As previously noted, SLPI emerged as a top high-WFDC2 DEG that was also the most strongly positively correlated gene (Spearman r = 0.59, p = 6.9e-30). A kinase anchor protein-12 (AKAP12) emerged as the low-WFDC2 DEG that was most strongly negatively correlated with WFDC2 (Spearman r = −0.36, p = 1.09e-10) (Fig. 2D–G). Since SLPI was very strongly correlated with WFDC2 and is also a WAP-domain containing protease inhibitor, we suspected that these two proteins may show a tendency toward co-regulation. We performed a pan-cancer correlation analysis of WFDC2 and SLPI, which revealed their strong correlation across many cancers, in particular pancreatic adenocarcinoma (PADD), thymoma (THYM), and uterine carcinosarcoma (UCS) (Fig. 2H). While SLPI has been reported to play a role in ovarian cancer pathogenesis and is associated with worse outcomes in ovarian cancer patients [20,21,22], there is no clear understanding of the potential overlapping or divergent roles HE4/WFDC2 and SLPI may have in regulating tumorigenic properties.

In addition to SLPI, the gene peptidase inhibitor-3 (PI3), encoding the protein elafin, was also among the top WFDC2-high DEGs that was strongly correlated with WFDC2 (r = 0.386, p = 2.39e-12). Elafin is also a WFDC protein that is overexpressed in ovarian cancer and related to poor outcomes [23, 24]; however, even less is known about elafin’s role in ovarian cancer than SLPI’s. Nonetheless, the co-regulation of these three WFDC proteins in ovarian cancer suggests an important role for this protein family in this disease.

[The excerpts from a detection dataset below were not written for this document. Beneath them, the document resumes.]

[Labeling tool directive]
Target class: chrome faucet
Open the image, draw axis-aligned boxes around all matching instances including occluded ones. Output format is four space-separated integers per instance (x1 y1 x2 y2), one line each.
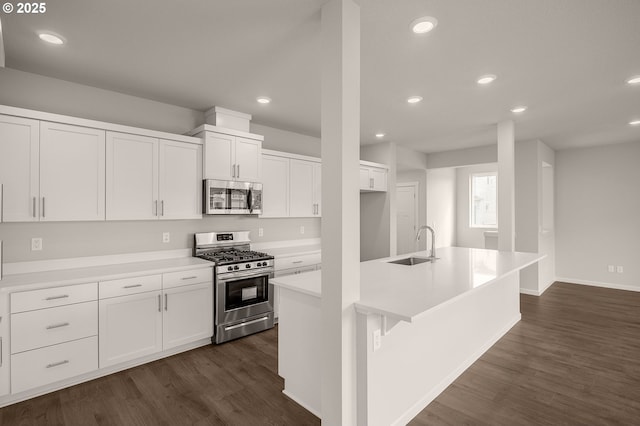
416 225 437 260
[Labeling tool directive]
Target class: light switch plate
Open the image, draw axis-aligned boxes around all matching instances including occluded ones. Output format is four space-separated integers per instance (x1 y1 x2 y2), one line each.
31 238 42 251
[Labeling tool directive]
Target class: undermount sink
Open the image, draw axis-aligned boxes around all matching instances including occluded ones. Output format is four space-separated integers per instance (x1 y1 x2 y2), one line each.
388 256 433 266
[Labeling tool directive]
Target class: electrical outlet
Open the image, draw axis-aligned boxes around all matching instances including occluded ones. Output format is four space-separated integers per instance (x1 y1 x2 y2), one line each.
31 238 42 251
373 329 382 352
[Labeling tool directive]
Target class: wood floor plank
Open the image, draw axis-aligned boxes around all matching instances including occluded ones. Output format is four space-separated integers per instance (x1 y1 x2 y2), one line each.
0 283 640 426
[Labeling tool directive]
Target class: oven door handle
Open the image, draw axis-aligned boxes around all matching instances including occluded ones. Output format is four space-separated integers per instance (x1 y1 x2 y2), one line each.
224 316 269 331
218 269 273 283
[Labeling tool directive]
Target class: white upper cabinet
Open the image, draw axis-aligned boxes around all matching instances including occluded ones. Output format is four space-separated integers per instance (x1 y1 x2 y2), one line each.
261 154 289 217
235 137 262 182
204 132 262 182
106 132 202 220
106 132 158 220
289 159 316 217
40 121 105 221
0 115 39 222
360 164 388 192
159 140 202 219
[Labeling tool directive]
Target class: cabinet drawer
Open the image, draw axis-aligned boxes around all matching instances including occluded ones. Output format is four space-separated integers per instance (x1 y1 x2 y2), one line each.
274 253 322 271
11 283 98 314
162 268 213 289
11 336 98 393
11 301 98 354
100 275 162 299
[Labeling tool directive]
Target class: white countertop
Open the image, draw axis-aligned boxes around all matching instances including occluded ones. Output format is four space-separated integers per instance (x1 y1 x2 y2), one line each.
0 257 213 291
271 247 544 322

Gene ontology analysis implicates metabolism and extracellular matrix correlations with WFDC2 mRNA expression

Gene ontology (GO) analysis was performed on the DEGs of high- and low-WFDC2 expressing tumors. The complete lists of enriched categories are shown in Tables S3 and S4. Strikingly, categories related to oxidative phosphorylation (OXPHOS)/mitochondrial metabolism were highly enriched in high-WFDC2 DEGs. Categories termed “antimicrobial humoral response” and “neutrophil activation” were also significantly enriched, which is interesting in light of a previously reported role for HE4 in regulating innate immunity of the respiratory tract [10] (Fig. 3A, Table S3). Of note, in the “neutrophil activation” category, CXCL8 (Interleukin-8; IL8), was among the identified DEGs, which is in agreement with our previous study reporting on the regulation of CXCL8/IL8 by HE4 in immune cells [6].

Fig. 3
figure 3

Gene ontology analysis implicates metabolism and extracellular matrix correlations with WFDC2 mRNA expression. A Gene ontology analysis was performed for all DEGs associated with high-WFDC2, revealing enrichment in categories related to metabolism/oxidative phosphorylation. Number of genes in each category (“Count”) are indicated by circle size, while adjusted p-value (“p.adjust”) is indicated by color. B Gene ontology analysis was performed for all differentially expressed genes associated with low-WFDC2, revealing enrichment in categories related to extracellular matrix, vascular development, and proliferation. Number of genes in each category (“Count”) are indicated by circle size, while adjusted p-value (“p.adjust”) is indicated by color

GO assessment of low-WFDC2 DEGs revealed enrichment for categories related to extracellular matrix, vascular development, epithelial cell proliferation, and ERK signaling (Fig. 3B, Table S4). These results were particularly surprising given the consistent reports of the stimulatory role of WFDC2 in metastasis, angiogenesis, proliferation, and ERK signaling [3, 6], raising the possibility of negative feedback mechanisms producing this unexpected result. In support of this hypothesis, we noted that expression of tenascin-C (TNC), which we have previously found to be upregulated by HE4 overexpression or treatment in OVCAR8 ovarian cancer cells [5], was a low-WFDC2 DEG. Alternatively, the enrichment of these categories may occur through selective alterations in genes that negatively regulate these processes. In support of this hypothesis, we noted that early growth response-1 (EGR1) was a low-WFDC2 DEG. We have previously reported that cisplatin-induced EGR1 expression was suppressed in WFDC2-overexpressing cells [4], supporting a role for HE4 in suppressing the apoptosis-promoting effects of EGR1 in response to chemotherapy. Moreover, AKAP12 was listed in the “ERK1 and ERK2 cascade” category, and is described as a tumor suppressor known to suppress the ERK signaling pathway [25]. Collectively, HE4 may regulate these various pathways through a combination of feedback mechanisms or negative regulatory approaches, which in some cases may be more accurately represented in the complex tumor microenvironment than in ovarian cancer cell lines.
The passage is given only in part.